Reluctantly “Redeemed” and “Saved”
I once experienced something so singular, so profound, that my life was forever divided into a before and an after—and I can’t talk about it. It’s not that I don’t have the language: Technically, I do. The problem is I’m uncomfortable, for various reasons, using it.
I’m now a committed Episcopalian, so I could say I was saved on that day. Or, more expansively, I could say that in one single, desperate moment I prayed and got an immediate response, and by virtue of that response I understood, in an instant, the eternal oneness of God, and the truth that God suffers with us out of love and that we are redeemed by it. By aligning my life with this new version of reality I am now, in some ways, a different person entirely. (And as an aside, I also know God has a wicked sense of humor).
Part of the reason I have an issues with labeling all this in church terms is because I was unchurched until fairly recently. Despite being force-fed Christianity at elementary school in England (along with mystery-meat dinners and stodgy puddings) I never once set foot in an actual church on a Sunday as a child, or knew anybody who did, and as a result my spiritual growth stalled sometime around 1985, with God as a concept limited to the idea of a bearded man sitting on a cloud. I’m typical of my generation.
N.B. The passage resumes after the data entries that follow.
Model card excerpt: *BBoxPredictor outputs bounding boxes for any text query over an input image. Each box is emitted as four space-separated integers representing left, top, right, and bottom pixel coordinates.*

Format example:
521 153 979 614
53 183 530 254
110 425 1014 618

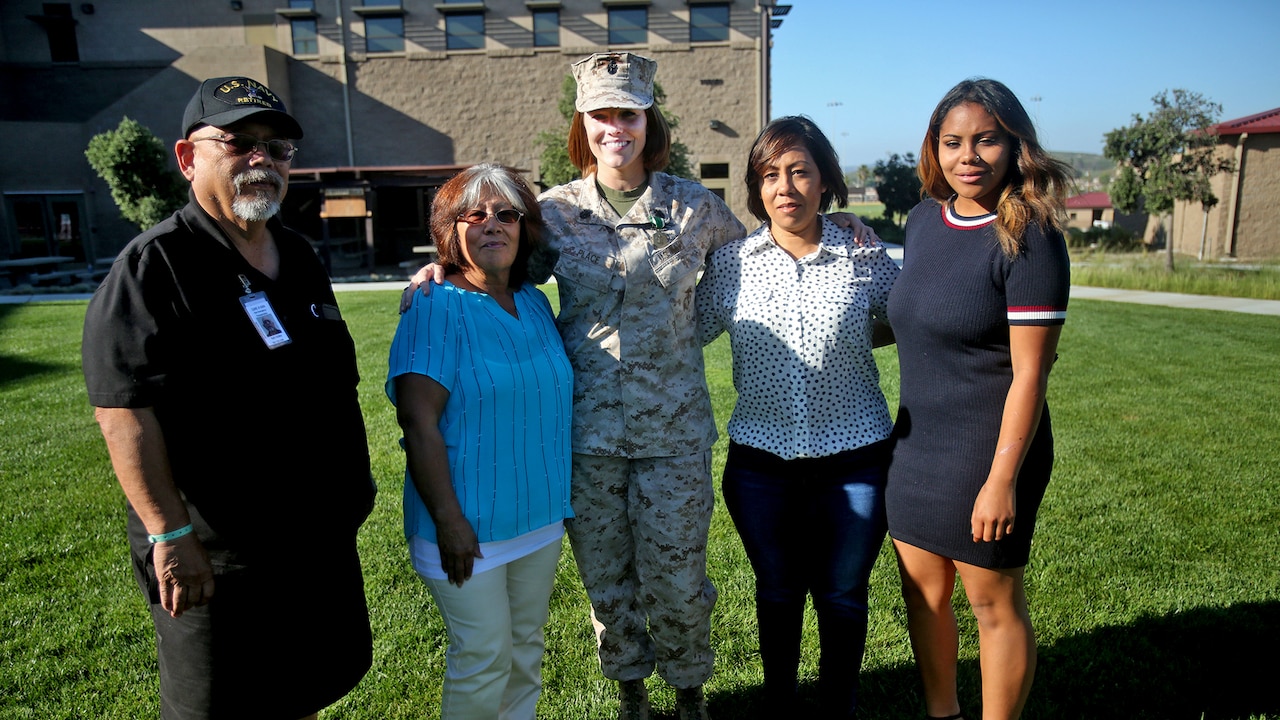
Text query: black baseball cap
182 77 302 140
The British don’t really do God, and if we DO do God, we certainly don’t do Jesus, and we most definitely do NOT do bible-talk, so the reason church language sticks in my craw is, to a degree, cultural.
But it’s more than that. The gift of arriving late to the church party was that I came with very little baggage. But, knowing the US to be a nation of enthusiastic church-goers, I had one expectation: That everybody in church on the day I arrived and parked my bum on a pew for the first time understood the collective beliefs, and would helpfully fill me in on things I wasn’t clear about. Straightaway, though, I got the feeling that much of what goes on in church— and why—was as mysterious to many long-time church-goers as it was to me. That feeling has only intensified over the past few years. Why do we say what we say, and what do we mean when we say it? The language—the beautiful, rich, language of faith—seems to have been reduced, in our culture, to jargon. Church language means less-than-nothing out there (I know that for sure, having spent thirty-three years on the other side of the churchyard gate) but also, I would venture, nowhere near enough in here. And that’s the bottom line: I am uncomfortable talking about what happened to me using those words because I think others will reflexively roll their eyes. The words themselves will be a barrier to people understanding what I’m talking about. Yes, even at church.
Jargon is specialized language, and by its very nature, it excludes. It divides the world into those who are in the know, and those who are not. I came up against the language problem from another angle recently when I volunteered to teach a confirmation class. I’ve been pondering how to sell the complicated package called Christianity to skeptical middle-schoolers who, I guessed, were only in church because their parents made them attend (an assumption borne out by an almost-unanimous show of hands). How I do I reach them? How do I sell the literal crux of our faith to a group of kids who are just daring me to bore them half to death? Can I speak to them of grace, sin, the Holy Spirit, the Eucharist, death, resurrection, ascension, and yes, redemption and salvation? And the answer is no, I can’t. Not directly. If I start right in with the jargon, I’ll lose their attention in a heartbeat. I may as well speak to them in Mandarin.
Our church language has centuries of meaning, and centuries of baggage. Our words have been translated, retranslated, mistranslated, parsed and debated. They have been illuminated, bejeweled and, in more recent history, hidden away to be heard only by a few in big, pointy buildings on Sunday mornings. We may be listening attentively in the pews, but, precisely because they are so familiar and “special,” I’m not sure we hear our own words. I sometimes suspect we are afraid of them. So what I plan to do with my confirmation class is this: talk in plain English. No mystification. No jargon. No Churchese, or Biblish. And yes, when the timing is right, I will tell them what happened to me in plain English: One day, I prayed and I got an answer. It was wonderful, it scared the shit out of me, and now I’m different. Slate wiped clean. New start.
Maybe redemption and salvation are purely experiential. Maybe you have to feel those things, and they can never be adequately put into words. But, we should at least try. I’m not special; what I experienced, or something like it, has happened to many, if not all, of us. It’s why we’re all in here, doing church. And what I’d really like is for us to reclaim our language so we can talk about it. We should be able to call ourselves “redeemed” and “saved” without embarrassment, and fully understanding what it means.